This year, NOAA predicts a massive "dead zone" the size of New Jersey will bloom in the Gulf of Mexico.
Motherboard's Brian Merchant reports on the cause and consequences of dead zones:
The phenomenon is caused by what the National Oceanic and Atmospheric Administration calls "excessive nutrient pollution"—a surplus of nitrate-heavy fertilizer runoff produced by agricultural operations along the Mississippi River. That runoff bleeds out from farms and ranches across the south into the nation's mightiest—and dirtiest—river, and eventually winds its way into the Gulf.

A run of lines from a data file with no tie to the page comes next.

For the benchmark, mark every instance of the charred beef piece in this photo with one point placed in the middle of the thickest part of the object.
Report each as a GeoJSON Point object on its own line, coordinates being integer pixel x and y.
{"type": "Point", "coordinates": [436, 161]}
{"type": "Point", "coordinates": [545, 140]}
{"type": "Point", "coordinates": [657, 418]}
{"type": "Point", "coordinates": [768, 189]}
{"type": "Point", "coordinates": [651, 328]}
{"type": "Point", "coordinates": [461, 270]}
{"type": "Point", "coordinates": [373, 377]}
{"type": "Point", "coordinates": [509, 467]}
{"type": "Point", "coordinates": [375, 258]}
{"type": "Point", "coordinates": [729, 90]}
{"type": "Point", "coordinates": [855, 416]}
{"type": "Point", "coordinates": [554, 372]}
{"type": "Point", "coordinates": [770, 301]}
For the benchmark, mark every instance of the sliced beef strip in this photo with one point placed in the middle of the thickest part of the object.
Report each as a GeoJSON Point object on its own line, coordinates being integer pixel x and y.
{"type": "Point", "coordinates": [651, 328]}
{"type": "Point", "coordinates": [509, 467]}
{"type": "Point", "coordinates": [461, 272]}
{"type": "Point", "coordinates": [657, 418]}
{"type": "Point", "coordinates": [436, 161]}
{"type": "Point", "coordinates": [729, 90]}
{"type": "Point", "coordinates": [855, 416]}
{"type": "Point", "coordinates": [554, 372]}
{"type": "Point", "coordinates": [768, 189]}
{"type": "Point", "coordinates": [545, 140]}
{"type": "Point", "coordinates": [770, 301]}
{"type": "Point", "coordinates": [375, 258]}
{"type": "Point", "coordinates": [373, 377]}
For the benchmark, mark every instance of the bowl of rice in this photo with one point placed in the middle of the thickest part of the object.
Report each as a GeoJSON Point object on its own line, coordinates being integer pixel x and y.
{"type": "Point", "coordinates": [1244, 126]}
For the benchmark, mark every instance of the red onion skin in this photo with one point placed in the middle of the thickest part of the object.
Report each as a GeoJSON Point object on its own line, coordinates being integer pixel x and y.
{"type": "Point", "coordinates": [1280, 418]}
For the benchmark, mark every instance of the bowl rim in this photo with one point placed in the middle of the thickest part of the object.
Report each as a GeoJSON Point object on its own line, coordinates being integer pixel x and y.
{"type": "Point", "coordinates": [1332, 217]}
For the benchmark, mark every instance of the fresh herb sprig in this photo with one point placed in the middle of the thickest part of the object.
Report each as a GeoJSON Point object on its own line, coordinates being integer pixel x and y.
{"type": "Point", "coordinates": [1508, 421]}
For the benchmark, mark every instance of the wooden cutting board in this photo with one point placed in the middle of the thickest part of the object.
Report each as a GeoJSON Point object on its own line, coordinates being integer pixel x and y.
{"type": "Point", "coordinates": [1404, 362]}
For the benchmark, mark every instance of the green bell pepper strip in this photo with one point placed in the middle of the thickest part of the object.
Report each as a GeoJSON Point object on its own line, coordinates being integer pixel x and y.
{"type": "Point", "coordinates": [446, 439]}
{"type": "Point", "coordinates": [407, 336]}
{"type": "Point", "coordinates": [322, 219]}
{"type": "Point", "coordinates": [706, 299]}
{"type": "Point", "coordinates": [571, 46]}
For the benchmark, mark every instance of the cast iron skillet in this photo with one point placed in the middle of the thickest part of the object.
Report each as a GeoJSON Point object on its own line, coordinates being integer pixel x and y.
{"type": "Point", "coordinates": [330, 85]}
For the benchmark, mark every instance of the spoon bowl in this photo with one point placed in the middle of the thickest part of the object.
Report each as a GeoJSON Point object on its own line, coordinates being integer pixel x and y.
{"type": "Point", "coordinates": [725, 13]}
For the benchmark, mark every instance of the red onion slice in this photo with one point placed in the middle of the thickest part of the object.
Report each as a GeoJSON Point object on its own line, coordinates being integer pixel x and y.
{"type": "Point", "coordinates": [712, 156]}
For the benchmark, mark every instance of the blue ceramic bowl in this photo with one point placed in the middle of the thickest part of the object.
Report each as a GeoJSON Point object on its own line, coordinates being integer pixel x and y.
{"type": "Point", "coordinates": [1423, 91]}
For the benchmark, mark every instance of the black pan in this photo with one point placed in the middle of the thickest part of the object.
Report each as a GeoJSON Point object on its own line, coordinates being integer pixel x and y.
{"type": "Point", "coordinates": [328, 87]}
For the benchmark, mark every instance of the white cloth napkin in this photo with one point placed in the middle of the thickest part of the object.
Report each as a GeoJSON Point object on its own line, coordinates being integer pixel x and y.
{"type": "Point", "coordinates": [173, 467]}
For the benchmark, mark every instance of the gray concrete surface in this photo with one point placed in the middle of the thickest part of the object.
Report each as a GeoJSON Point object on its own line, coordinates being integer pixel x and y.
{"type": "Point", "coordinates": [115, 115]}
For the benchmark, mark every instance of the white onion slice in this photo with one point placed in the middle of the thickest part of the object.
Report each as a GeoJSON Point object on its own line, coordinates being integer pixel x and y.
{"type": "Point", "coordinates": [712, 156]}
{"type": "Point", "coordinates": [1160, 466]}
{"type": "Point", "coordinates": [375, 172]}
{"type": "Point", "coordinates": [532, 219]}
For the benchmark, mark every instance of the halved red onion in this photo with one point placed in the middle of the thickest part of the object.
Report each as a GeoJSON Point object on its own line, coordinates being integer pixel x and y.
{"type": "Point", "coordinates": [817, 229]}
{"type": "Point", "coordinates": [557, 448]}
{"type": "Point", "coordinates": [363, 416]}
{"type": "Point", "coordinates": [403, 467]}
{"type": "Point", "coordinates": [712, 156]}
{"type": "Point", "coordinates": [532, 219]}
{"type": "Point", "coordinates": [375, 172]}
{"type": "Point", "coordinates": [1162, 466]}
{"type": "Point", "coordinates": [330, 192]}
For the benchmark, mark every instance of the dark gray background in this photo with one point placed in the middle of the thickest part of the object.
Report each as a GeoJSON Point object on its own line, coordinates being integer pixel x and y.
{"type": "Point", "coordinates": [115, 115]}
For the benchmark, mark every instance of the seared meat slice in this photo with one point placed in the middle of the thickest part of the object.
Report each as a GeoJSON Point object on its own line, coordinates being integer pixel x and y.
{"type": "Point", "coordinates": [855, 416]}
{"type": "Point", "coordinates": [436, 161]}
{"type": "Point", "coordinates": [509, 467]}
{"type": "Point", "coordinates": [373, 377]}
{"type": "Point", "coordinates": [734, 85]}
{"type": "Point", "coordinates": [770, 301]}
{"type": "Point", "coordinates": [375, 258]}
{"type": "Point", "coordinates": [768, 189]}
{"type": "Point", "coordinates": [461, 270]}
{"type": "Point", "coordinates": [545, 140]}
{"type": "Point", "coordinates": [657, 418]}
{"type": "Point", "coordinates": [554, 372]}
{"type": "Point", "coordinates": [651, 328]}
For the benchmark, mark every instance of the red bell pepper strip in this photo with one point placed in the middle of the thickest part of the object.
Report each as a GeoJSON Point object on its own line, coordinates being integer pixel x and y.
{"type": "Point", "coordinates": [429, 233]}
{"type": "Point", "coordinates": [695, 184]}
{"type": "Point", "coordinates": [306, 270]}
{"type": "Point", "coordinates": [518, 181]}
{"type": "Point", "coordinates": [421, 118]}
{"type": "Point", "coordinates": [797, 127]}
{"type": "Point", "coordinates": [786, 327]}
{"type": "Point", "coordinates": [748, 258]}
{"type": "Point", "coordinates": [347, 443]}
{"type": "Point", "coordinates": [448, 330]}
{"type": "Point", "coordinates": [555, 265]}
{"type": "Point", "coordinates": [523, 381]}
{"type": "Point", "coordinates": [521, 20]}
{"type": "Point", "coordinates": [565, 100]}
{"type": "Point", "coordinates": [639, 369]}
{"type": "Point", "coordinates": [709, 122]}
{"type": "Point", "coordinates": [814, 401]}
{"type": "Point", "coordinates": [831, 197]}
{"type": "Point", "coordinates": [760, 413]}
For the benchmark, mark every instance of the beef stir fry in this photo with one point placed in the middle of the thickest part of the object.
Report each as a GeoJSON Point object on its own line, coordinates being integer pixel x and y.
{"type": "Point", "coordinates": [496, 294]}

All those nutrients cause massive algae feeding-frenzies that suck up all of the available oxygen, creating what scientists call "hypoxic" (very low oxygen) and "anoxic" (no oxygen) zones. Dead zones. They occur in oceans all over the place, but the one in that consumes vast swaths of the Gulf of Mexico is especially huge. Here's how huge: this year, NOAA expects that dead zone will be between 7,286 and 8,561 miles wide.
Or, in the NOAA report's words, "That would range from an area the size of Connecticut, Rhode Island and the District of Columbia combined on the low end to the New Jersey on the upper end." That puts this year's aquatic death radius in the running to be the biggest ever—the largest Gulf dead zone on record thus far was the 8,481 square mile behemoth that grew in 2002.